Für die Krebsforscher Richard Béliveau und Denis Gingras aus Montreal (Kanada) sind "Daten, Fakten, Unerklärliches" nur Mittel zum Zweck. Wie der Originaltitel "La mort. Mieux la comprendre et moins la craindre pour mieux célébrer la vie" deutlich macht, verfolgen sie eine aufklärerische Absicht: Die Wissenschaft "kann die Mechanismen entmystifizieren, die beim Sterben wirksam sind, und das letzte Tabu unserer Gesellschaft in neuem Licht erscheinen lassen".

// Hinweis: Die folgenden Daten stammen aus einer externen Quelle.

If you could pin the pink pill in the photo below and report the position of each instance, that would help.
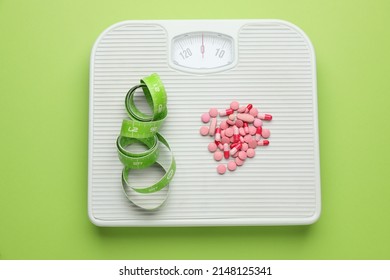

Ihre Absicht, "die großen Linien des Lebens darzustellen und anhand konkreter Beispiele die vielen möglichen Arten des Sterbens zu veranschaulichen", realisieren sie in elf Kapiteln. Auf Tröstliches ("Sterben gehört zum Leben") folgen unter anderem Physiologisches ("Schleichender Tod"; "Tod durch Infektionen"), Mörderisches ("Gifte: Faszination und Gefahr", "Gewaltsame Todesarten "), Unappetitliches ("Post-mortem-Prozesse") und Komisches ("Zum Totlachen").

Das ganze Werk ist durchgehend und reichlich mit anschaulichen Illustrationen ausgestattet. Bereits das Eingangskapitel "Schweren Herzens" zeigt die auch didaktisch wohlüberlegte Vorgehensweise der Autoren. Der Tod sei gar nicht so mysteriös, wie man oft glaube. Es handle sich um ein normales und sogar faszinierendes Phänomen, das wir unbedingt besser kennen lernen müssten.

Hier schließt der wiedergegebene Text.